NAMING CHARACTERS AND PLACES FOR YOUR STORY
Naming characters has always been a little difficult for me. I’ll get a story idea and immediately start jotting down some notes, but I’ll usually use a few standby names for the characters like John or Cathy until I can come up with some better names. Or, in my early notes, I’ll even use words like: husband, wife, father, mother, etc. At the very beginning of a story idea I like to get the notes down pretty quickly, much like when I write a first draft, just getting it down quickly and worrying about changes and editing later. Later, as I go over the notes again, I begin to form an outline and character bios, changing the names of the characters to what they will eventually be.
So how do we come up with names for our characters? Maybe the name for a character pops into your mind right away. That’s happened to me before, but not very often. You may juggle through names in your mind until one just sounds right for the character.
One thing that has helped me is to have a list of names for characters. I’ve heard of writers grabbing a phone book (what’s that, right?) and scrolling through the list of names until a name jumps out at them. I’ve heard of other authors who stare at their bookshelves, searching for a first or last name, or combination of names, that hits them.
Recently, I created a long list of first names, and another list of last names. I also created a list of names that I’ve already used in my books and stories so that I’m not using the same names too often (like John and Carla).

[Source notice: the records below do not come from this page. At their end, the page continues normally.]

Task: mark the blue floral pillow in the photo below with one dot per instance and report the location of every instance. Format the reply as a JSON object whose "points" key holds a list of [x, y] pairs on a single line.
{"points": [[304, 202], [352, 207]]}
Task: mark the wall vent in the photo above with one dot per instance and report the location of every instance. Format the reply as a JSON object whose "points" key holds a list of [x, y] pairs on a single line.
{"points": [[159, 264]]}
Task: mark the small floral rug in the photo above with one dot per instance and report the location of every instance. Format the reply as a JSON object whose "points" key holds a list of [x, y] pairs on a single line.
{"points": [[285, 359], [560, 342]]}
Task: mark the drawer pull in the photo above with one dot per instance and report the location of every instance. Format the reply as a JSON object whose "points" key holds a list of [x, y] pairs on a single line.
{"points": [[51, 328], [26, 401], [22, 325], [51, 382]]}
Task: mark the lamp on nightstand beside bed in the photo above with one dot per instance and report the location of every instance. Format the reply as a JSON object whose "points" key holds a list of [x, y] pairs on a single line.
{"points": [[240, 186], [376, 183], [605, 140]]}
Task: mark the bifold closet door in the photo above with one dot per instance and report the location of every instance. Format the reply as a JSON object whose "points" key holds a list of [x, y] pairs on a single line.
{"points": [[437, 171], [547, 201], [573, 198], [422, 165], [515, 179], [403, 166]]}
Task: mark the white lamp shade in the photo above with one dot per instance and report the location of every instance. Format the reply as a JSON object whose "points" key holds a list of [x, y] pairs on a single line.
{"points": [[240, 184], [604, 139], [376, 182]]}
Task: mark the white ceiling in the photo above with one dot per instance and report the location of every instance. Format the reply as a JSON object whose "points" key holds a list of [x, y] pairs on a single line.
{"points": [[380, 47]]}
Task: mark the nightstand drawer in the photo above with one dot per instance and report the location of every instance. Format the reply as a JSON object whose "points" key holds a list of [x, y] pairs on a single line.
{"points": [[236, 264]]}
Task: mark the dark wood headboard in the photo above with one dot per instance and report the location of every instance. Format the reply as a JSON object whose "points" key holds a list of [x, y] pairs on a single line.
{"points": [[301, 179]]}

Maybe it’s impossible not to use the same name twice, especially if you’ve written a lot of short stories and books, but you may not want to use the same name too often.
You can get creative with names, and sometimes a name can seem to identify with a character, but you want to be careful that you’re not making a parody of a character (unless that is your intention).
Naming places like fictitious towns or a business, etc. can be tough, but it can also be fun. If you come up with a name of a fictitious town or business in that state or country, you may want to do a quick internet search to make sure that the name of your fictitious town doesn’t really exist. For instance, let’s say you want to call a small town in Nevada Devil’s Elbow, you may want to make sure that there’s not already a town called Devil’s Elbow if you want your town to be totally fictitious. Or you could go with common town names like Haven and Jackson.
Using lists of names has helped me, especially with keeping track of names I’ve used more than once in stories and novels, and I hope it helps you too.